Иначе реагировала на концерт сгрудившаяся в бельэтаже и на балконах молодежь. Ей будто даже нравился концерт; некоторые из них шумно выражали свое удовольствие — Бродов после каждого номера им низко кланялся и смотрел больше всего в их сторону, и оттого реакция ребят проявлялась ещё более бурно.
Особенно много было молодых людей, школьников на галерке, на высоких боковых балконах, — оттого казалось, что концерт нравится всем зрителям, аплодирует артистам весь театр, и это последнее обстоятельство воодушевляло дирижера, и он, во время минутных перерывов, когда один номер сменялся другим, успевал сказать артистам: «Хорошо принимают! А?..» Но на артистов волной холодной воды накатывалось нерасположение основной массы зрителей. Особенно ясно и отчетливо воспринимал реакцию зрителей Павел Павлович — опытный и чуткий музыкант, научившийся за многие годы работы в театре точно распознавать настроение слушателей.

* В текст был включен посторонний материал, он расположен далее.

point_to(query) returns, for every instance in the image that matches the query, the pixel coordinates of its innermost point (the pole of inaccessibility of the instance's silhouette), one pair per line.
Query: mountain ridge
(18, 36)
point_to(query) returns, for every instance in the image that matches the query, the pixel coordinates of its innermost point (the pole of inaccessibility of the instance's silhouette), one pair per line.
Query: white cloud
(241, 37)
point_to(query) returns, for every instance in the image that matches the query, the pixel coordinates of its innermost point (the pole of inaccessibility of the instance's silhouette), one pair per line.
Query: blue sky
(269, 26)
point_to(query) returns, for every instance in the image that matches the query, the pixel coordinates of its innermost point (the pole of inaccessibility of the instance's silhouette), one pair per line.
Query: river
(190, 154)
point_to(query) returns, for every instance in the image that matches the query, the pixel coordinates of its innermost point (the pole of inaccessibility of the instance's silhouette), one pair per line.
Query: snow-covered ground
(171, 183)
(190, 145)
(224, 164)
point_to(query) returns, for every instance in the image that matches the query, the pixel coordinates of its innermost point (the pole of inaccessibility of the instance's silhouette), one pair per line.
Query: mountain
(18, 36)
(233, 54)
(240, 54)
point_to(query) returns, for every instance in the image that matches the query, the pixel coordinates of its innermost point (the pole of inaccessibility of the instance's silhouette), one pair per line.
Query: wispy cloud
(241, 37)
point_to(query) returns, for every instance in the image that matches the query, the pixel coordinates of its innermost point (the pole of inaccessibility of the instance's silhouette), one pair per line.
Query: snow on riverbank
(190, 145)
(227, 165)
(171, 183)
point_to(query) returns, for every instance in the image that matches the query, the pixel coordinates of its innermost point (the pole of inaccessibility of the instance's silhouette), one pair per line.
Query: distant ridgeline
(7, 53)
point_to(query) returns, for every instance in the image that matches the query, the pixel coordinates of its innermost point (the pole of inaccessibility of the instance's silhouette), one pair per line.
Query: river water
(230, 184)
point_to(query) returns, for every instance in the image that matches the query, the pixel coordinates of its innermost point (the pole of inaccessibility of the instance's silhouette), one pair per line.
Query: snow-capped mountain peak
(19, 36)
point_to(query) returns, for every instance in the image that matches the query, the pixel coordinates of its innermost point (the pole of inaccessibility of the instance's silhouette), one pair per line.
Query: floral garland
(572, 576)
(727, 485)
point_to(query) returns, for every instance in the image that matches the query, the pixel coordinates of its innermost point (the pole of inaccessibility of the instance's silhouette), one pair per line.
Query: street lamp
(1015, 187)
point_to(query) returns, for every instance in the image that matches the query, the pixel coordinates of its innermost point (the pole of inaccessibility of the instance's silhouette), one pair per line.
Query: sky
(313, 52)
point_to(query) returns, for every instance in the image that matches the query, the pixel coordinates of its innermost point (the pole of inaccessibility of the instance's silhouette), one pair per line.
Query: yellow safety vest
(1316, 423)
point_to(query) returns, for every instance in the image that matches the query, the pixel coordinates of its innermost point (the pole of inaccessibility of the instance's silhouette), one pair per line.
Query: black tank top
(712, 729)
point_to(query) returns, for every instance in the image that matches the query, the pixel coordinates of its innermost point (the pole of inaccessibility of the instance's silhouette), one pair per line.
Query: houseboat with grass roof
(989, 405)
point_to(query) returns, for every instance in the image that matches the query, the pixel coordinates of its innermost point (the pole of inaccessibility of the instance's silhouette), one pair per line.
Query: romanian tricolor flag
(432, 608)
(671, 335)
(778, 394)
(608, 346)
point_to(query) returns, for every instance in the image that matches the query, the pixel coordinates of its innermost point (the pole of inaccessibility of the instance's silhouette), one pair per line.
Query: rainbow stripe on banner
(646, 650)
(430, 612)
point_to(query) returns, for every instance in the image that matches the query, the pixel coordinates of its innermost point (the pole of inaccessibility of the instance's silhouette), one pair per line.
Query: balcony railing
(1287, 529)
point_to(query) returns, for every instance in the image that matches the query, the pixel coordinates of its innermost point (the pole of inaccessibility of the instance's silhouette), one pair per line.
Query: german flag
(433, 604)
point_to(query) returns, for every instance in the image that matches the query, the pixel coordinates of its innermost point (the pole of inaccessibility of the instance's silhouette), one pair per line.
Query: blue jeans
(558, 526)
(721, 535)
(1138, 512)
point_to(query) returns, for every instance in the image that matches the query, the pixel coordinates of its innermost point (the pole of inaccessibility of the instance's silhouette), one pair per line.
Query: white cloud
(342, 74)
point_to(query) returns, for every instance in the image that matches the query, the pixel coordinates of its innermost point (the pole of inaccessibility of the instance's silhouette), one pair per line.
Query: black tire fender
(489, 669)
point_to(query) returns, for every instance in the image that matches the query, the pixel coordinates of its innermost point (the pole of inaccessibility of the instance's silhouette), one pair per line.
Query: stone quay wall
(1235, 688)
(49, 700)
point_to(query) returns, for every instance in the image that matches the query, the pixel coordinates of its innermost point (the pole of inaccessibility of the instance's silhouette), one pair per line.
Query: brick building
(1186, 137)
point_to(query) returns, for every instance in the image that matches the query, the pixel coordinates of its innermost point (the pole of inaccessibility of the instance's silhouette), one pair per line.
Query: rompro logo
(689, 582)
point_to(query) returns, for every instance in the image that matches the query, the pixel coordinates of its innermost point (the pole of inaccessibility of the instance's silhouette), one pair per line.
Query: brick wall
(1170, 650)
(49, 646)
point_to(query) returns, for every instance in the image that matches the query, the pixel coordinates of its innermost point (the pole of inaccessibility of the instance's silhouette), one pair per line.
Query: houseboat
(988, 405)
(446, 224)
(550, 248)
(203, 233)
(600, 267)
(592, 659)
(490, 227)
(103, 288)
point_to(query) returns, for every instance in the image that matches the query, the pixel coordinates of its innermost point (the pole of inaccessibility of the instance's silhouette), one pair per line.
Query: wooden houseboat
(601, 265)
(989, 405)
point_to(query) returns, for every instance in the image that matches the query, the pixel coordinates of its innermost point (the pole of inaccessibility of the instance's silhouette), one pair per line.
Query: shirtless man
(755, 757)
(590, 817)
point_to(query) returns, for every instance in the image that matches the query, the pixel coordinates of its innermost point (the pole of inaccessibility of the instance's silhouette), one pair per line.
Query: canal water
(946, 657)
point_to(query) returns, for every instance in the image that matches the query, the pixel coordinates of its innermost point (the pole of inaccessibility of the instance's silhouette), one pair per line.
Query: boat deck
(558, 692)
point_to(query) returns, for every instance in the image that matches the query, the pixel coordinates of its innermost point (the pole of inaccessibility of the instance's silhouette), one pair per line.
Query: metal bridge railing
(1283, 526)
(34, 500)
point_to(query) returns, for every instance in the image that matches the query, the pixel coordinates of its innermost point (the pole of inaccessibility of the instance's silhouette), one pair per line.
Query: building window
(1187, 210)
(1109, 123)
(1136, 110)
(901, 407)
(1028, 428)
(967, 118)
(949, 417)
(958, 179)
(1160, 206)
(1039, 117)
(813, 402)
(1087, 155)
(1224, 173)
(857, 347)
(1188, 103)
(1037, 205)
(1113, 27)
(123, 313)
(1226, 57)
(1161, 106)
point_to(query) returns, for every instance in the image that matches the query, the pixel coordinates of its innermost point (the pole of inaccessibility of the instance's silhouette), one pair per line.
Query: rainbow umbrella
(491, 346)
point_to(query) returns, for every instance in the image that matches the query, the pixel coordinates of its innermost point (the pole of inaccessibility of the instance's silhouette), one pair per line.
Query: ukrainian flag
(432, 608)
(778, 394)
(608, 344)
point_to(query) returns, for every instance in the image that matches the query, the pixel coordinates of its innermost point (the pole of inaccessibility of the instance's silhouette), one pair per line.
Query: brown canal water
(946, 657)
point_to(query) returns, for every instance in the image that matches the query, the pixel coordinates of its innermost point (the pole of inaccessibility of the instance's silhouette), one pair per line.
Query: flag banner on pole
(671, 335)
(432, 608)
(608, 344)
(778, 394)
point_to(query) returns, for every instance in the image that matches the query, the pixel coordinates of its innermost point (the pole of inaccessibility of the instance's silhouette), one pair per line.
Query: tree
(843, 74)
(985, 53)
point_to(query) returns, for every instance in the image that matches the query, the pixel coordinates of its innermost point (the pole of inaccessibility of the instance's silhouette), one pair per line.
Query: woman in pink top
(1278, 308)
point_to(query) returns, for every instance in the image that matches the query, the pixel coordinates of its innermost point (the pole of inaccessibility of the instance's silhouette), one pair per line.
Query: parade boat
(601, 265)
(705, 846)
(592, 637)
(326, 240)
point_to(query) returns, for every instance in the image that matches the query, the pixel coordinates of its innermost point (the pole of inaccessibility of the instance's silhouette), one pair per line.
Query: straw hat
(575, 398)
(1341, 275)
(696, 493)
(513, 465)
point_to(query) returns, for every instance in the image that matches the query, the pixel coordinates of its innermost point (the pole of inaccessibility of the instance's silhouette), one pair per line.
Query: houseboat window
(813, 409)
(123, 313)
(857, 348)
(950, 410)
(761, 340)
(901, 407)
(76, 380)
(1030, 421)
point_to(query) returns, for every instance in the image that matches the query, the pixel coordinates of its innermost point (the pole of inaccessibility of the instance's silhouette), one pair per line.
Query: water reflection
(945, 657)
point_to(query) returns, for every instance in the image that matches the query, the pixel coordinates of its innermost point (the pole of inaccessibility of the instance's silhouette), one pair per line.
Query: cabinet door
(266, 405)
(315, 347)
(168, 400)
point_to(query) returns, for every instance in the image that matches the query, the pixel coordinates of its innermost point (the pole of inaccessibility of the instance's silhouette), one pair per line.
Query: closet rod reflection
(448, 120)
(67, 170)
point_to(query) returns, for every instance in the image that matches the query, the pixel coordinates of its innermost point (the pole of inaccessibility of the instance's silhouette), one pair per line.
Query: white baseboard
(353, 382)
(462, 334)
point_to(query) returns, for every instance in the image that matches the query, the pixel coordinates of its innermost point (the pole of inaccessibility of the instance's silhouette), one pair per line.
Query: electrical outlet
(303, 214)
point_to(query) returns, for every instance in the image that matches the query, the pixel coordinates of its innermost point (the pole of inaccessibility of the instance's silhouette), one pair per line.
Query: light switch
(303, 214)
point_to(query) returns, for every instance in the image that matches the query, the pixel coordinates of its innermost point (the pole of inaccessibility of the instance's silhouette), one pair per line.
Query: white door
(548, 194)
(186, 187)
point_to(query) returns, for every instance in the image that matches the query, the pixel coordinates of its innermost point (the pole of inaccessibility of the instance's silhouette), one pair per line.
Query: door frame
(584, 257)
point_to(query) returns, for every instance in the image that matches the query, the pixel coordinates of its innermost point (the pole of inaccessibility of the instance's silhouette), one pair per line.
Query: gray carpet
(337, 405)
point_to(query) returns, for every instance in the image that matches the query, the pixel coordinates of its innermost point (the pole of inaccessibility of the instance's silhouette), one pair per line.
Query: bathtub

Концерт длился больше двух часов. А когда кончился, в зале не было и половины людей. Оставшиеся лениво аплодировали, и даже шумливые молодые люди под конец выдохлись и почти не хлопали.
Занавес закрылся, а Бродов ещё некоторое время стоял со склоненной на грудь головой. Он ждал, когда занавес вновь победно распахнется перед ним, но зал умолк окончательно, и у механика сцены не было повода вновь представлять артистов зрителям.
6В гостиницу возвращались молча, словно шли на кладбище. Бродова–старшего не было, его пригласил директор совхоза, шли одни.
Егор высматривал среди артистов Настю, Феликса, но их тоже не было. Как узнал он позже, их тоже пригласил к себе на ужин директор совхоза. Артистам же накрыли стол в гостинице. Там их ожидал председатель совхозного комитета профсоюзов.